AMD does not recommend that end users disable the Zen 3’s Protective Store Forwarding functionality, but rather be proactive in their public security analysis and ensure that their customers are informed of its behavior and how to disable it if they be interested. The impact of bad PSF speculation would be similar to that of Specter Variant Four / Speculative Store Bypass. AMD’s PSF security analysis noted: “customers with software that implements sandboxing and are concerned about PSF behavior on AMD Zen3 processors may choose to disable PSF functionality.

PSF is disabled with Zen 3 CPUs if Speculative Store Bypass Disable (SSBD) throttling is present or optionally just force disabled via another bit. AMD’s whitepaper says they publish Linux patches to easily disable PSF if desired, but at the time of writing, I shouldn’t see those public patches anywhere. Presumably they will be fine in the next few days to enable the easy “nopsfd” kernel option. But for the first tests this weekend, I just built a kernel that set MSR 48h Bit 7 to disable this Predictive Store Forwarding functionality. By default, Linux offers no limitation with SSBD unless you choose it through the prctl interface or SECCOMP.

Not knowing what to expect this weekend with the lack of detail on the performance implications of disabling Predictive Store Forwarding, I ran dozens of benchmarks on a few different AMD Ryzen 5000 and EPYC 7003 series systems with the default kernel and then same kernel / configuration but with PSF disabled via bit 7.

Over the multiple systems tested and the wide variety of workloads and with the Phoronix Test Suite automatically running each test multiple times, etc., the results with PSF disabling were ultimately of minimal difference. At most some workloads had an impact of almost 1% over the duration of multiple runs and the multiple systems, but overall it was difficult to find a statistically significant difference.

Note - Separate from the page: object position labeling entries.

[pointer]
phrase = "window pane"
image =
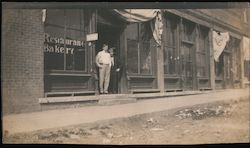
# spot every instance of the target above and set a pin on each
(132, 31)
(171, 53)
(132, 56)
(76, 49)
(55, 17)
(188, 29)
(53, 45)
(202, 53)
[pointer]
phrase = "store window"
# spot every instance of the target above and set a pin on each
(171, 56)
(202, 58)
(139, 45)
(64, 46)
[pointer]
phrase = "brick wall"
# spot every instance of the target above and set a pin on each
(22, 60)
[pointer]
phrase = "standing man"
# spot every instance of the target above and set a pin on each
(103, 61)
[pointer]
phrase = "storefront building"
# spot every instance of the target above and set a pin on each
(50, 53)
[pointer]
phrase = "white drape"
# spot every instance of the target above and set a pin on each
(246, 48)
(143, 15)
(219, 43)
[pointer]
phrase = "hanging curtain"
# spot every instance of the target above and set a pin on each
(157, 28)
(219, 43)
(43, 15)
(143, 15)
(246, 48)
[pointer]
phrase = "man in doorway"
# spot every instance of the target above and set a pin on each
(103, 61)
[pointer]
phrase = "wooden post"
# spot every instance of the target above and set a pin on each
(160, 59)
(211, 59)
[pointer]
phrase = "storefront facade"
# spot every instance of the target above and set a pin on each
(183, 61)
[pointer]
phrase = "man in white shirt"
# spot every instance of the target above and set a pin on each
(104, 61)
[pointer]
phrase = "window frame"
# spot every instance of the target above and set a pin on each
(66, 28)
(140, 44)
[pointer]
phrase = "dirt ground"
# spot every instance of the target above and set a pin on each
(219, 122)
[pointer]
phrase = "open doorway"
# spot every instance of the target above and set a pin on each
(110, 35)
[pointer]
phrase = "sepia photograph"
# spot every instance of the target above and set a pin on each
(117, 73)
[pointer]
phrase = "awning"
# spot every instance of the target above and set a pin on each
(137, 15)
(143, 15)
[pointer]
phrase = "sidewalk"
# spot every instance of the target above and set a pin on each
(58, 118)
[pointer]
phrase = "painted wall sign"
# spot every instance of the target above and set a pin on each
(92, 37)
(56, 45)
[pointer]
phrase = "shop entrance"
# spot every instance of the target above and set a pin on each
(110, 35)
(187, 66)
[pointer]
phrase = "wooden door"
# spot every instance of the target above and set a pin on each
(186, 54)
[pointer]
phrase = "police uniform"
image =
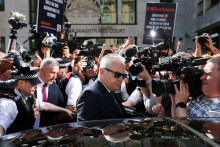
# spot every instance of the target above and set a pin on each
(16, 113)
(70, 85)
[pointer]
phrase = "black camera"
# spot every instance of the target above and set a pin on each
(176, 64)
(136, 68)
(203, 39)
(14, 20)
(16, 24)
(191, 75)
(7, 88)
(88, 53)
(19, 64)
(182, 65)
(26, 56)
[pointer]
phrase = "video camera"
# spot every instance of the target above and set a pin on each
(7, 88)
(26, 56)
(14, 20)
(203, 39)
(136, 68)
(181, 67)
(52, 42)
(19, 64)
(156, 50)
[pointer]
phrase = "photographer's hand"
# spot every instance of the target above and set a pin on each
(6, 64)
(113, 50)
(179, 45)
(37, 62)
(210, 45)
(45, 50)
(159, 109)
(36, 111)
(182, 95)
(198, 52)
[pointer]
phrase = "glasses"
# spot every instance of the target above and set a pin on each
(117, 74)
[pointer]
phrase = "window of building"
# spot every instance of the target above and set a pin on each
(33, 11)
(109, 11)
(167, 1)
(200, 8)
(2, 5)
(128, 11)
(214, 2)
(2, 44)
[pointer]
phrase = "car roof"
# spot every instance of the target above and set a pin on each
(130, 132)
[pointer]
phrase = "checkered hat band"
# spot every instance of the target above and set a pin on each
(25, 77)
(64, 64)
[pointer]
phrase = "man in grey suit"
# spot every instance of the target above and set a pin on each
(98, 101)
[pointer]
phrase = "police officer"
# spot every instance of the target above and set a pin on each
(19, 113)
(69, 83)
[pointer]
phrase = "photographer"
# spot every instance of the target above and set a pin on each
(69, 83)
(207, 104)
(17, 111)
(208, 44)
(5, 67)
(45, 48)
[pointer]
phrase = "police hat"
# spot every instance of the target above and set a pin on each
(31, 76)
(127, 59)
(64, 62)
(64, 44)
(87, 44)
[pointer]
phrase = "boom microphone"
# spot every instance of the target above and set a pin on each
(130, 51)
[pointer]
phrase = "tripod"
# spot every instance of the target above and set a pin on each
(12, 38)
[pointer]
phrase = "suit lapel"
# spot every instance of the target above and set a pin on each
(104, 92)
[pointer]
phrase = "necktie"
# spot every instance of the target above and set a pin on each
(44, 93)
(44, 100)
(113, 96)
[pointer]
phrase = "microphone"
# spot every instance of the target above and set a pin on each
(130, 51)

For example, with the Ryzen 7 5800X box, this set was results from more than 100 tests. With the geometric mean of all those results, there was less than a half percent loss of performance when turning off this new Zen 3 feature. The other result files are even more boring than that.

Long story short, even though AMD generally doesn’t recommend that their customers turn off Predictive Store Forwarding, if you decide to turn it off in the name of increased security, it probably won’t make a significant performance difference . I’m still running some larger server workloads, but with everything I’ve seen on multiple Zen 3 systems today and yesterday, turning off the PSF doesn’t have a major impact. Fortunately, nothing is as scary as some of the earlier x86_64 speculative execution throttling we’ve seen over the years.